On September 13, 2001, the front page of the French newspaper Le Monde, one of the most widely read newspapers in that country, read: “Nous sommes tous américains,” (We are all Americans).1 It remains a grateful and moving piece, which I encourage everyone to read or re-read. Despite France’s troubled history with Jews and a sizeable Muslim population, Le Monde took a stand. This was not a populist statement. It was an expression of humanity, steadfast against the inhumanity of the terror visited on an ally nation.
That headline is a reminder of how people and nations, not just governments, supported America with singular moral clarity when it was cowardly attacked. It was a time when even countries critical of America’s foreign policies understood what the barbarity of attacking unsuspecting civilians on such a large scale, without any warning, meant for a civilized world.

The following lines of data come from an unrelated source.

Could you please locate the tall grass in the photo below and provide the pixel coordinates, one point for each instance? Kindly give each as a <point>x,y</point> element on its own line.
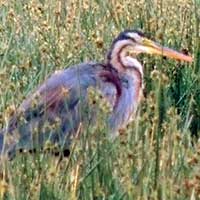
<point>156,156</point>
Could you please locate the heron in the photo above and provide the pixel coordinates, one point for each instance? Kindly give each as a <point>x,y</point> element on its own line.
<point>119,79</point>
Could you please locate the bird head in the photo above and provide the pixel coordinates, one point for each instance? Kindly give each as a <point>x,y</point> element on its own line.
<point>130,43</point>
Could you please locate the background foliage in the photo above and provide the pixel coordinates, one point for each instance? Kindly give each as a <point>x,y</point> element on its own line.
<point>157,156</point>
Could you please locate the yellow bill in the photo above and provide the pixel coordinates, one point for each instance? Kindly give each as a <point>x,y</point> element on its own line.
<point>154,48</point>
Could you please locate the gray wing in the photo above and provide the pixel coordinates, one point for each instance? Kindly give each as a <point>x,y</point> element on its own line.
<point>54,112</point>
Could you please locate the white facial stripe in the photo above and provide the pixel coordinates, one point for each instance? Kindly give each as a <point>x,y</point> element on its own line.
<point>129,61</point>
<point>115,53</point>
<point>135,36</point>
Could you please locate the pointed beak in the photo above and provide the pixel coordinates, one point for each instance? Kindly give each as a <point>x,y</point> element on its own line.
<point>154,48</point>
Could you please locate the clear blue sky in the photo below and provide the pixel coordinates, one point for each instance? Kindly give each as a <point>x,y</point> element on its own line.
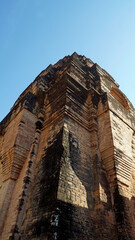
<point>35,33</point>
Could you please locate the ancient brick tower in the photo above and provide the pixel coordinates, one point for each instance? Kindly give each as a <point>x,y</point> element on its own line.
<point>67,158</point>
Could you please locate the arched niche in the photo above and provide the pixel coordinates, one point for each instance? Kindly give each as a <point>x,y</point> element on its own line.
<point>117,94</point>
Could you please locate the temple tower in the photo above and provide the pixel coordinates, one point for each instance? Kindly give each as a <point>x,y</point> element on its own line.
<point>67,157</point>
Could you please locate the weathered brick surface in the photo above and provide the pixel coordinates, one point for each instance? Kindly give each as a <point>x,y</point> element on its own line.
<point>67,152</point>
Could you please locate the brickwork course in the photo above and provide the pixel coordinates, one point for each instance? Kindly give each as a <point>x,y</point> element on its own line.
<point>67,157</point>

Two decades later, Western culture seems to have lost touch with that particular brand of unity and moral clarity in the face of horrible atrocities. Case in point: the barbaric Hamas attacks against Israeli civilians on October 7.
I am clear that the 9/11 attacks in 2001 are not the same as the attack against Israel in 2023. It’s not my intention to argue that they are. No two historical events can be the same, and while there are elements of similarity, the differences are significant. As Jacques Mintz has pointed out, the 1,400-person death toll amounts to a very high proportion of the population for a small country like Israel (And we should not lose track of the 220+ kidnapped individuals). And when compared to countries like the United States, or even Canada, the contrast of the raw numbers is chilling: “Given Israel’s population of 9.8 million, the death of 1,400 Israelis is as if 5,800 Canadians had died or almost 48,000 Americans — compared with the 3,000 killed in the U.S. on Sept. 11, 2001.”
How would Torontonians or Montrealers feel about the incursion of a foreign force murdering nearly 6,000 Canadians with such savagery? How would Vancouverites feel about rockets incessantly raining from above at any given time?
Hamas’ attacks were horrifically blood-lusting. The killers were indiscriminate in their murderous rampage, also killing Arabs and South Asians, for instance. The killings were performed with such icy intimacy, staring into their victims’ eyes with glee, taunting them and insulting them. The personal investment of the attackers is evocative of the blind savagery of ISIS but at a grander scale.
It is equally crucial to keep in mind that the impetus of the attackers was to kill as many Jews as they could because they were Jews. When we focus on that truth, we may begin to have a speck of understanding.
How else do we begin to make sense of the live streaming of some of the killings, and the social media exposure by the terrorists themselves? And the phone call to a parent one terrorist made at the scene, using a victim’s phone, to brag about the savagery he had just committed?
All these are bone-chilling and incomprehensible events for most of us, but the call to a parent demonstrates a particular depravity; it shows a life-snuffing hatred seeking the approval of she who grafted it on the killer’s soul as a child. Even more shockingly repugnant was the parental blessing. As it has been said, this was a present-day pogrom.
No one is surprised to see demonstrations in distant cities such as Damascus and Teheran, in Nablus and Hebron, but how could we have scores of people chanting and celebrating the gruesome deaths of so many innocent lives on the streets of Toronto and Montreal, Calgary and Vancouver?